KING KONG THEORIE Photo Barbara Schulz (photo libre(c)Francois Berthier)
Copyright : François Berthier

L’historique du droit des femmes prend une large place dans le programme. Avant même le lever de rideau, le décor est planté dans l’esprit du spectateur. Dans « King Kong Théorie », on va assister à un spectacle qui fait du texte éponyme de Virgine Despentes un fer de lance destiné à construire l’édifice de l’égalité homme-femme.

Elles sont trois actrices (Anne Azoulay, Valérie de Dietrich, Barbara Schulz) pour jouer ce texte largement autobiographique. Ici, elles ne sont pas de ces femmes qui séduisent, se marient, attendent leurs enfants amoureusement un gâteau Alsa à la main quand ils rentrent de l’école. Ce n’est pas parce qu’elles ne sont pas de ce monde qu’elles le méprisent, non.
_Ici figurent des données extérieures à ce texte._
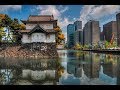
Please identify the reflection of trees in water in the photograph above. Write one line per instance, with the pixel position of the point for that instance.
(34, 65)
Elles sont justes différentes et attendent d’être respectées pour ce qu’elles sont, à savoir elles-mêmes. Et elles sont prêtes à se battre pour ça, nous rappelant en filigrane les héroïnes de Baise-moi, premier roman de l’auteur, adapté au cinéma en 2000. Sauf que, si dans Baise-moi l’exorcisation de la violence des hommes faite aux femmes passe par la violence physique, dans « King Kong Théorie », les armes sont les mots.

Viol, prostitution, pornographie. Trois mots qui définissent les axes de la pièce. Trois mots qui sont le terrain de jouissance des hommes au détriment du corps des femmes. Trois mots qui reflètent chacun une part de la construction psychique, du vécu de Virginie Despentes. Trois mots qui, du point de vue de l’auteur, prennent un sens neuf et sont autant de balises vers l’égalité.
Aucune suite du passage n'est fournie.